Apple and Ericsson battle it out over patent royalties

Apple and Ericsson battle it out over patent royalties


$1 trillion value
Plenty of money's at stake in the latest lawsuit Apple is wrapped up in. Photo: Pierre Marcel/Flickr CC
Photo: Pierre Marcel/Flickr CC

Ericsson’s former CEO has gone on the record as saying his company should have taken the iPhone more seriously when it arrived back in 2007. Today, everyone takes the iPhone seriously — and there are the lawsuits to prove it.

In the latest of these, Apple and Ericsson are suing each other after failing to come to an agreement about the pricing of Ericsson-owned patents used by Apple.

Apple is claiming Ericsson is chasing excessive royalty rates, while Ericsson is holding out for more cash.

And when you’re talking about a handset like the iPhone 6, which sold upwards of 10 million units in its first weekend, who can blame it for trying?

“Ericsson seeks to exploit its patents to take the value of these cutting-edge Apple innovations, which resulted from years of hard work by Apple engineers and designers and billions of dollars of Apple research and development — and which have nothing to do with Ericsson’s patents,” Apple noted in its complaint.

Ericsson, meanwhile, is complaining to a district court in Texas, which it is asking for a verdict that its fees are fair.

The central disagreement in the lawsuit comes down to whether Apple should pay royalties based on the price of its entire device.

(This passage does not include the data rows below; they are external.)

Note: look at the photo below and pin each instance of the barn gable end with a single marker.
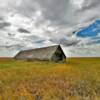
(54, 53)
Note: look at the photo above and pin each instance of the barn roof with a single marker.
(41, 53)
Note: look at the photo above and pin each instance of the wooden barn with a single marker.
(51, 53)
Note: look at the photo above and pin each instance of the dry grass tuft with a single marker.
(77, 79)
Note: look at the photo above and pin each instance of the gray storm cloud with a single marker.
(50, 21)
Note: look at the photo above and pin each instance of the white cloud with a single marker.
(51, 20)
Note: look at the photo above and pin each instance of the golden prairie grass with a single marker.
(75, 79)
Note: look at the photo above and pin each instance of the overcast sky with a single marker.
(26, 24)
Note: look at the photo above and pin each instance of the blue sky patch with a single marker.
(90, 31)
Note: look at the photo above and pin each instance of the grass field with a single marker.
(75, 79)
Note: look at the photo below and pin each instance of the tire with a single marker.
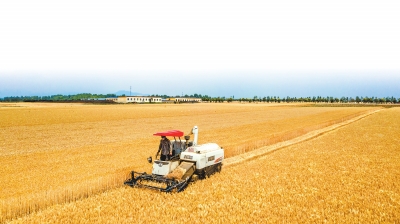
(218, 168)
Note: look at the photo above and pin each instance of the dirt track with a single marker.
(267, 149)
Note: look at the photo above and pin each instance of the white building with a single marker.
(139, 99)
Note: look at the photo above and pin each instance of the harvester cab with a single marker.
(188, 162)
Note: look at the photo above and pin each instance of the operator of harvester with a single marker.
(165, 148)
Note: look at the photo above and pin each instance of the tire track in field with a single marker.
(268, 149)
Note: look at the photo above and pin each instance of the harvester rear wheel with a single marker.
(219, 167)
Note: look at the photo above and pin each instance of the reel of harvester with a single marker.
(156, 182)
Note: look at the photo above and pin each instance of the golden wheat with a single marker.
(349, 175)
(55, 153)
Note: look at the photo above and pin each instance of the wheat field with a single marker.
(57, 153)
(349, 175)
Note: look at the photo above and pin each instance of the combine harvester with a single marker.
(189, 162)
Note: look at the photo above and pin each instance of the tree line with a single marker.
(207, 98)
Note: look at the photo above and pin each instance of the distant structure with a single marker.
(138, 99)
(184, 100)
(153, 99)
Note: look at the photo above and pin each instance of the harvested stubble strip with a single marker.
(102, 133)
(349, 175)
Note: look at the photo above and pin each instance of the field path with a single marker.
(267, 149)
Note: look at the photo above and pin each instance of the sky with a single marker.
(216, 48)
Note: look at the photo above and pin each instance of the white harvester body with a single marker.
(189, 162)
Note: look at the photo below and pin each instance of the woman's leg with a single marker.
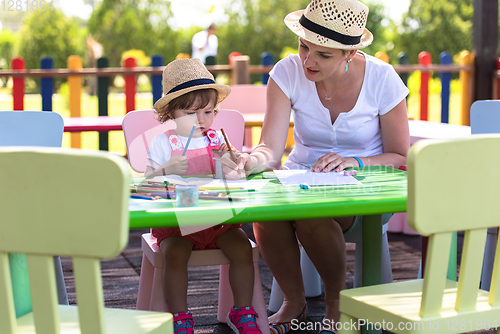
(279, 248)
(236, 247)
(323, 240)
(176, 252)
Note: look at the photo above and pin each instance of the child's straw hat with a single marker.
(338, 24)
(182, 76)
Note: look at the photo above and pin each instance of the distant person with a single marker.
(190, 98)
(205, 43)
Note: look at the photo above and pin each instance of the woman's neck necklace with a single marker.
(339, 85)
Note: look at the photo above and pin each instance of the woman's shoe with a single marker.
(285, 327)
(183, 323)
(327, 329)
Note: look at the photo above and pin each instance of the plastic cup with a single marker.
(187, 195)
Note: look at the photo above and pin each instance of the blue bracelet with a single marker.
(359, 161)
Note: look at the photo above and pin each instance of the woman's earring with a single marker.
(348, 61)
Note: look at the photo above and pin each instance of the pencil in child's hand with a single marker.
(189, 140)
(228, 145)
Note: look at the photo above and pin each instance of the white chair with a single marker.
(485, 118)
(62, 217)
(247, 99)
(312, 280)
(33, 128)
(139, 128)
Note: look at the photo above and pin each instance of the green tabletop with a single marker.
(383, 190)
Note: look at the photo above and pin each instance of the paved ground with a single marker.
(121, 280)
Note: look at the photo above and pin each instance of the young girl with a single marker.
(190, 97)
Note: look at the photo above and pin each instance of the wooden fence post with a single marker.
(156, 86)
(75, 96)
(102, 101)
(18, 85)
(241, 70)
(424, 59)
(466, 59)
(266, 59)
(445, 59)
(130, 85)
(382, 56)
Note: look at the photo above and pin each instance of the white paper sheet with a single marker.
(205, 183)
(297, 177)
(211, 183)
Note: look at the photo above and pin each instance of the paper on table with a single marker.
(184, 217)
(297, 177)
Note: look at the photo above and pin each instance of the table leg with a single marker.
(372, 254)
(20, 284)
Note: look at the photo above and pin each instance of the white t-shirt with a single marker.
(354, 133)
(199, 40)
(160, 150)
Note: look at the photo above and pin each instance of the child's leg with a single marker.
(176, 252)
(236, 247)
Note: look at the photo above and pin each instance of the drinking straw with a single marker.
(189, 140)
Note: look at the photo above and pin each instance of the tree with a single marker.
(7, 41)
(121, 25)
(49, 34)
(436, 26)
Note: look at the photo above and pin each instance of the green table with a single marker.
(383, 190)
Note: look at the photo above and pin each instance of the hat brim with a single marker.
(292, 22)
(223, 91)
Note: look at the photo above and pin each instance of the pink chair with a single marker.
(247, 99)
(139, 128)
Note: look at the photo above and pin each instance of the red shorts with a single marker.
(202, 240)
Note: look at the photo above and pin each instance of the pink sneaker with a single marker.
(243, 320)
(183, 323)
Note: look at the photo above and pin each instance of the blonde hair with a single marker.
(194, 100)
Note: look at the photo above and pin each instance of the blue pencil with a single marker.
(189, 140)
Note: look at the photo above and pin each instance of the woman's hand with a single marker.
(223, 148)
(332, 161)
(177, 164)
(235, 170)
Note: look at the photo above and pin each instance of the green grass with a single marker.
(89, 107)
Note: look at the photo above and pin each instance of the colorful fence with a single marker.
(239, 71)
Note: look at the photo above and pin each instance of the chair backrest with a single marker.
(141, 126)
(52, 202)
(31, 128)
(247, 99)
(447, 194)
(485, 116)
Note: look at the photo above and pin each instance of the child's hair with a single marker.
(194, 100)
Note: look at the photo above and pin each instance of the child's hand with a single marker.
(223, 149)
(177, 164)
(234, 170)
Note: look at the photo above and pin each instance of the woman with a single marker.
(349, 111)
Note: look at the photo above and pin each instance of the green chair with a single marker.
(52, 202)
(446, 194)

Since Apple charges a premium for its devices, Ericsson wants more money — despite the fact that Apple points out that its higher price point relates to other features of its iOS devices, many which have nothing whatsoever to do with Ericsson.

“We’ve always been willing to pay a fair price to secure the rights to standards essential patents covering technology in our products,” Apple spokeswoman Kristin Huguet told Bloomberg. “Unfortunately, we have not been able to agree with Ericsson on a fair rate for their patents so, as a last resort, we are asking the courts for help.”